Paper Moon by Linda Windsor

Paper Moon by Linda Windsor

Author:Linda Windsor
Language: eng
Format: epub
Tags: ebook, book
Publisher: Thomas Nelson
Published: 2010-09-13T04:00:00+00:00


CHAPTER 14

“So you think there’s any chance Hogar de los Niños can buy that old place?” Wearing a pair of boxer shorts dotted with sombrero-wearing chile peppers that one of the women purchased for her foundling that afternoon, John Chandler spat a mouthful of Blaine’s toothpaste into the hotel sink. The toothbrush was courtesy of the hotel.

“It’s a long shot.” Blaine stared from his bed at the swirls in the plaster ceiling, hands folded behind his head. “But as the priest said, all things are possible.” Since meeting Caroline, Blaine was beginning to believe it.

He stifled a yawn behind the back of his hand. It had been an exhausting day, and everyone, the students included, opted to turn in early. Where his mother got the idea that he’d be relaxing was beyond him. Going night and day like this, keeping up with teens, was harder than his most taxing week of travel. At least he didn’t have to entertain clients twenty-four/seven.

“You really believe that?”

“What?”

Upon wiping off his face with a towel, the young man tossed it in a heap on the counter.

Blaine’s clenched jaw checked a reprimand to hang it next to the one that he’d meticulously refolded and hung to dry earlier, as the youth walked over to the other double bed.

“That all things are possible,” he said, dropping down on the mattress.

John Chandler not only acted like Mark; he looked like Blaine’s younger brother at the same age. With sandy blond hair cut to perfection and blue eyes with naturally dark lashes to set them off, he was a female magnet. Once they heard his smooth lines, girls competed over him, while their mothers fawned. Not that Blaine, with his father’s darker features, had ever had trouble garnering feminine attention when he sought it. He simply didn’t make a game of it like Mark. But then, life was a game to his brother, just as it was for this kid. And the game was called Let’s see what I can get out of this.
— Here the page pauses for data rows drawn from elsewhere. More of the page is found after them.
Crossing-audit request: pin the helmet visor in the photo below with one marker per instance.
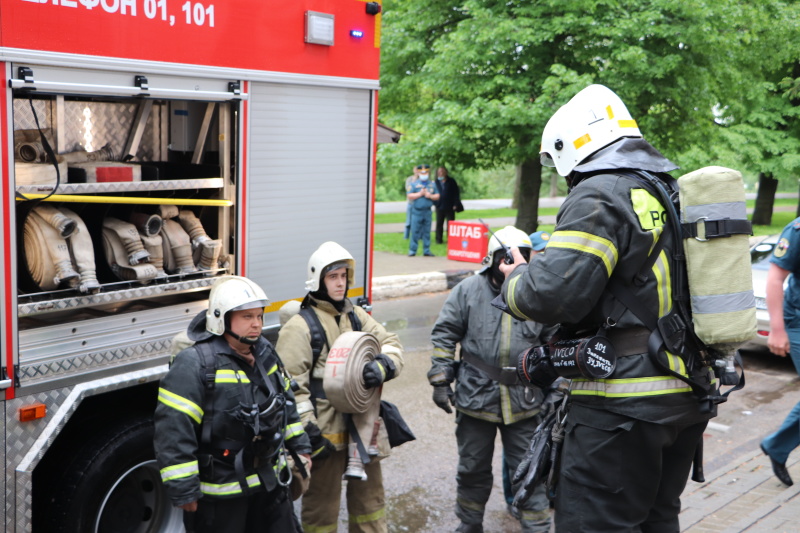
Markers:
(255, 304)
(546, 160)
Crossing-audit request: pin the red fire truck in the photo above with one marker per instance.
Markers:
(148, 148)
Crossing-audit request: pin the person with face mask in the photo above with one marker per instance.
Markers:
(331, 273)
(422, 195)
(226, 421)
(488, 397)
(630, 437)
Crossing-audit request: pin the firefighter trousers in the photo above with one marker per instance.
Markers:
(620, 474)
(476, 440)
(261, 512)
(365, 499)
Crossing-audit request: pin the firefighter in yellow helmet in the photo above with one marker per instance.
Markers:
(331, 273)
(630, 438)
(226, 421)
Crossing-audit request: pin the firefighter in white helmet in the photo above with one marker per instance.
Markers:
(631, 437)
(226, 420)
(331, 273)
(489, 397)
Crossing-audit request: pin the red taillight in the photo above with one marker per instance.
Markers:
(32, 412)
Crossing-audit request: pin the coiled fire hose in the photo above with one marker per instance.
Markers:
(344, 387)
(120, 241)
(57, 243)
(205, 249)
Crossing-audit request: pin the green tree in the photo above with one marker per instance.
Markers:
(473, 82)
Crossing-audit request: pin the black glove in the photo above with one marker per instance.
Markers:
(535, 465)
(443, 397)
(320, 446)
(377, 371)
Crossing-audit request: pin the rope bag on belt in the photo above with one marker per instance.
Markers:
(344, 387)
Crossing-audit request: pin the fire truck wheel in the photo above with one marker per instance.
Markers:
(113, 484)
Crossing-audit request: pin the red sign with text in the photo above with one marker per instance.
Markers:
(466, 241)
(264, 35)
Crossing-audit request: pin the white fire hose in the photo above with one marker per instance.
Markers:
(57, 243)
(177, 249)
(120, 240)
(206, 250)
(344, 387)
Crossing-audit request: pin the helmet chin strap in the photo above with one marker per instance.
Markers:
(245, 340)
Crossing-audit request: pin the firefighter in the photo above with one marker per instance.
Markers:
(631, 438)
(225, 419)
(331, 273)
(488, 395)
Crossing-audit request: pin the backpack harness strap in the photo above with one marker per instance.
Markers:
(672, 332)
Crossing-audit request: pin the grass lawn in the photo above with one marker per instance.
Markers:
(396, 244)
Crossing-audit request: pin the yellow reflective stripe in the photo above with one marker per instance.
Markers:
(364, 518)
(181, 404)
(580, 141)
(180, 471)
(587, 243)
(511, 299)
(225, 489)
(676, 364)
(627, 388)
(505, 355)
(293, 430)
(231, 376)
(663, 284)
(326, 528)
(336, 438)
(441, 352)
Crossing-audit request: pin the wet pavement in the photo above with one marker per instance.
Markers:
(740, 493)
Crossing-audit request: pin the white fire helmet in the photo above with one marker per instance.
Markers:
(329, 254)
(231, 293)
(593, 119)
(511, 237)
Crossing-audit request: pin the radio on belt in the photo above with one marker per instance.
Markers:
(589, 357)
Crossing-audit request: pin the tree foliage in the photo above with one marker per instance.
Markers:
(472, 83)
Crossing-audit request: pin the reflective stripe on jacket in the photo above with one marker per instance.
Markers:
(607, 226)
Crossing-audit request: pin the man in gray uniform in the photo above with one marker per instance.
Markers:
(488, 394)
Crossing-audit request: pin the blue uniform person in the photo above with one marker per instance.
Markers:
(784, 338)
(422, 195)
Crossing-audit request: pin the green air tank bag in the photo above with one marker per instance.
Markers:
(718, 269)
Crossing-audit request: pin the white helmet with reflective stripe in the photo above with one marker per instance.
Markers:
(593, 119)
(231, 293)
(511, 237)
(329, 254)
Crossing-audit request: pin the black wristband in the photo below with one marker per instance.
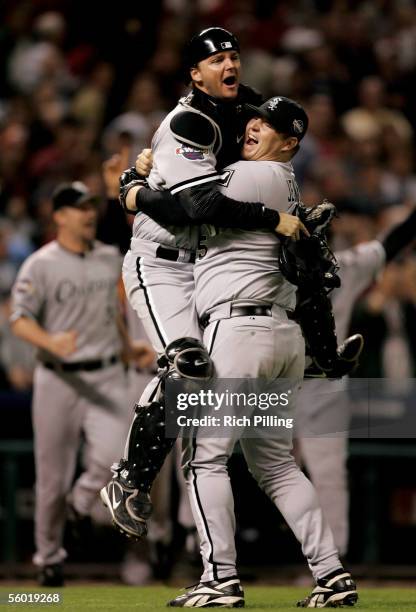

“You got a new toothbrush, shorts, T-shirt, food, shelter, and transportation for two days without putting out a cent, didn’t you?”

Strike one. Guilt grazed Blaine’s consciousness the minute the cynicism escaped. The boy looked sincere. Or was he just buttering up a babe’s old man?

John winced, a painful look flickering across his face. “Okay, I’m talking God’s grace, certainly not yours.”

The shot hit its mark. Blaine had shown little grace where John, or Mark, for that matter, was concerned. Put John’s way, it didn’t sound nearly as righteous. “Sorry, I asked for that one.”

Apology accepted in silence, the young man shifted on the other bed, mimicking Blaine’s position. “My mom was religious,” he said, “and I was brought up in church. Then Dad died and she remarried. Everything changed.”

Blaine took it that the change was not for the good. Strike two with the guilt bat.

“I went from being part of a family to being ‘the kid.’ I mean, nothing I could do made my stepdad like me.